← / WritingTreasury· April 2026· 11 min

The Plaid-shaped hole in regulated finance.

Open banking is still slipping in Canada. Family offices do not trust per-user data processors. WKWebView and LLM-as-compiler is the architecture that ships now.

Canada was supposed to have open banking by now. The Bank of Canada was still in info-gathering as of March 2026, no committed launch date, Phase 1 read access slipping past the original 2026 target. Even when it lands, the first version will be read-only and will not cover every account type. Treasury teams cannot wait.

Plaid is the obvious workaround. It is also the obvious non-starter for the buyers who need this most.

Why Plaid does not fit regulated finance

Plaid is itself the data processor. Every transaction your CFO buyer downloads through Plaid first passes through Plaid’s systems. For a household user that is a fine trade-off. For a family office, a fund, or a Canadian SMB with cross-border compliance constraints, it is not. They cannot send the underlying transactions to a third-party data processor and they cannot get their auditor or their counsel to sign off if they do.

The closest competitors are Plaid-bound too. Era, Mint, Copilot. Every one of them is structurally a data processor between the bank and the user. That is the design they cannot back out of.

What works instead

WKWebView and LLM-as-compiler. The bank session lives on the user’s device. The credentials never leave the phone. The extraction code is generated by an LLM exactly once per bank and then runs free forever.

This sounds exotic. It is not. It is the same shape every browser-based password manager has used for fifteen years, with an extractor compiled at install time instead of hand-written by an engineer at the vendor.

The phone is the secure execution environment. The server is the brain. Credentials never touch the wire.

The architecture

The iOS app opens the bank’s real website in a WKWebView. The user logs in normally. Cookies live in the WebView, on the device, like they would in Safari. The app does not see the password. The server does not see it either.

Once the user is on the transactions page, the app captures the DOM and sends a cleaned copy to the model with a strict JSON schema. The model returns a pure JavaScript extractor. The extractor is verified against the same DOM that produced it, hashed, and cached locally and on the server for future syncs.

Every subsequent sync runs the cached extractor. No model call. Deterministic. Free. Offline-capable. The model is invoked again only when the bank changes their UI.

Why the labs will not own this

Hosted lab products are exactly the wrong place for this workload. Every CFO buyer asks the same question on the first call: who at your company can read my transactions. The right answer is nobody. A hosted product cannot give that answer. A device-side product can.

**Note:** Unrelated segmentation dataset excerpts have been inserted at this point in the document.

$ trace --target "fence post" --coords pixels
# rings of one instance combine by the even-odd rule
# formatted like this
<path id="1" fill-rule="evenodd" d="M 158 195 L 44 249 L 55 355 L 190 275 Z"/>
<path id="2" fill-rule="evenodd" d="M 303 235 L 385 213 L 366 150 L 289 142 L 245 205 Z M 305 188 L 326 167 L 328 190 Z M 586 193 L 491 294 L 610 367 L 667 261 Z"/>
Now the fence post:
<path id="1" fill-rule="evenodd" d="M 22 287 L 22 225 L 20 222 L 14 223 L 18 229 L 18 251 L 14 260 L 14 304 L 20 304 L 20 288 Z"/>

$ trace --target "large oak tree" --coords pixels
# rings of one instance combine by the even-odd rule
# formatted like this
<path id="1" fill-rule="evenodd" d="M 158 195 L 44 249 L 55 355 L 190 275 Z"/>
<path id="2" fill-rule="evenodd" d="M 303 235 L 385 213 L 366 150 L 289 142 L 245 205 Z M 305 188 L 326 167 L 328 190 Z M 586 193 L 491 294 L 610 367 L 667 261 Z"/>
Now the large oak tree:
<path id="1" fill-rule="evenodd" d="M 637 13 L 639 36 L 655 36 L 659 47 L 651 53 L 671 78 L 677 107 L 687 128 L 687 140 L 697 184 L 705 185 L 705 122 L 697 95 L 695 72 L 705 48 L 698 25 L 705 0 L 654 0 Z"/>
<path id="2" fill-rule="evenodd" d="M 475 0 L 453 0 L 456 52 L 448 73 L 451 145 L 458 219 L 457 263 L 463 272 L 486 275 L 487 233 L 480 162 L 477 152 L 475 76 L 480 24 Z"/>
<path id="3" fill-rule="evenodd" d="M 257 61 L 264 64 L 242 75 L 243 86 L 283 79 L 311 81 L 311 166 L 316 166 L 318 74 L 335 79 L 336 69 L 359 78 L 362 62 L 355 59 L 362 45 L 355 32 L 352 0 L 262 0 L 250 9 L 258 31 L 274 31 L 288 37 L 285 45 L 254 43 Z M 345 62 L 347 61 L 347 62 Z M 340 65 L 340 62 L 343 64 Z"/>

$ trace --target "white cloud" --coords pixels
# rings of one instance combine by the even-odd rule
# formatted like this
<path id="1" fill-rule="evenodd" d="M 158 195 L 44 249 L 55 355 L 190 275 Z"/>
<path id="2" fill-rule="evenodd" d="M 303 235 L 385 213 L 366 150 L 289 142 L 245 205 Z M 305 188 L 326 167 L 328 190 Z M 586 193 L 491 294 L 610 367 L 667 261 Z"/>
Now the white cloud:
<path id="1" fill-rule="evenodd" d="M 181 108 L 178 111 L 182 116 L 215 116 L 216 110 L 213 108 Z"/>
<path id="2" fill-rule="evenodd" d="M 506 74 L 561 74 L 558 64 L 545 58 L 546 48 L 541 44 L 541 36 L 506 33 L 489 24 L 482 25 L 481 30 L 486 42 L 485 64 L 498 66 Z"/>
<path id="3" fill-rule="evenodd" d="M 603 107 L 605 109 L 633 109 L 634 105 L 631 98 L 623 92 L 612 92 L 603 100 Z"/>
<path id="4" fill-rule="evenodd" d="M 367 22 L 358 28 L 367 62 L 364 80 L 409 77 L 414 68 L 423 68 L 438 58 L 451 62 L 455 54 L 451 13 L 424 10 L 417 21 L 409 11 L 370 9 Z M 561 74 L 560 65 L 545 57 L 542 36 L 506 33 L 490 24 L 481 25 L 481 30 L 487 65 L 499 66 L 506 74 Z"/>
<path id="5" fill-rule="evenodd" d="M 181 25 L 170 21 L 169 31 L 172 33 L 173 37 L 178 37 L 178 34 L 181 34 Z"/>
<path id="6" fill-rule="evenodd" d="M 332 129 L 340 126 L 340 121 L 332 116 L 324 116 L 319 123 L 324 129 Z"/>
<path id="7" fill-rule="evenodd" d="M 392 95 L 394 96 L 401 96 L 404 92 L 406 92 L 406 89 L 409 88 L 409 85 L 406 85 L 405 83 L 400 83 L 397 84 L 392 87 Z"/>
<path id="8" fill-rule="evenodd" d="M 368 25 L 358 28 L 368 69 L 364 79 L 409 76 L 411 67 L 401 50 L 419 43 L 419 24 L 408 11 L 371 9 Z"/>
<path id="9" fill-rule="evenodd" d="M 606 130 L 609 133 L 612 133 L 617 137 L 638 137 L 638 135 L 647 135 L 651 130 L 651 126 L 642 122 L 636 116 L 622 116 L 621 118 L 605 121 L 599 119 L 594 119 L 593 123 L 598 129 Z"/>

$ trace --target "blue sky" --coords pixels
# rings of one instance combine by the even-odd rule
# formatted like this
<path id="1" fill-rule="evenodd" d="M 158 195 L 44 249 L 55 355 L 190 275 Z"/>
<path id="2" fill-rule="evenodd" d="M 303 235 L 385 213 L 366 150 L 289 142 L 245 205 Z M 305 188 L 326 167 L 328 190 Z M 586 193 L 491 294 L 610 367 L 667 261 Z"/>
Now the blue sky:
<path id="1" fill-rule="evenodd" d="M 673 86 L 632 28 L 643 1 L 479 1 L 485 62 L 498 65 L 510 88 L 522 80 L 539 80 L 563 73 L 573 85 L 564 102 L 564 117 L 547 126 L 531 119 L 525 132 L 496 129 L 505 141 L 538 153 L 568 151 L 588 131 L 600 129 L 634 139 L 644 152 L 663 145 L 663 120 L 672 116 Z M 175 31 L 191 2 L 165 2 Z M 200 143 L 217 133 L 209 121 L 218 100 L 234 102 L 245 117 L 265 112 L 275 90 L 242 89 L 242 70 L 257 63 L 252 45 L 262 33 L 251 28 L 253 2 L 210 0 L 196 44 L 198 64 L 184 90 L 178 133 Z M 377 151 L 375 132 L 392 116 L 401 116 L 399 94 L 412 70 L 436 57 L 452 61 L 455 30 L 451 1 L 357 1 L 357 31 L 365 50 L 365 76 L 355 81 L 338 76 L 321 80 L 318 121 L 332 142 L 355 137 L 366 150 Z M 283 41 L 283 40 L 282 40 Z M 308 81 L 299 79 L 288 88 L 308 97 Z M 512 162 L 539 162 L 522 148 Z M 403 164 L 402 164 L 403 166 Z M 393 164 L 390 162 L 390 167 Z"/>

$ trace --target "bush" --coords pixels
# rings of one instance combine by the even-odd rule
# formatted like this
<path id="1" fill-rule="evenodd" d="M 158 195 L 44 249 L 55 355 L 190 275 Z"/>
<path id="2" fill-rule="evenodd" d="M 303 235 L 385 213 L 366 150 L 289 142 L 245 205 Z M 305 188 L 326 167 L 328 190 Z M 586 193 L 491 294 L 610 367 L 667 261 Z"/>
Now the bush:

This is also why the eventual hosted version of OpenTeller still keeps the credential-never-leaves-device property. The phone is the secure execution environment. The server is the brain: parser distribution, regeneration orchestration, transaction storage, billing. The phone holds the keys. The server holds the patterns.

Where this goes

Family offices and Canadian SMBs are the natural first market. The same architecture extends to any vertical where data residency is a hard constraint. Legal firms with privileged discovery. Healthcare providers under HIPAA or PHIPA. Defense contractors in sovereign cloud environments. None of these can hand the data to Plaid. All of them want the conversational, MCP-shaped query surface that makes the data useful.

Open banking will land in Canada eventually. By the time it does, the on-device architecture will already be the right shape for everywhere else the lab-hosted aggregators cannot go.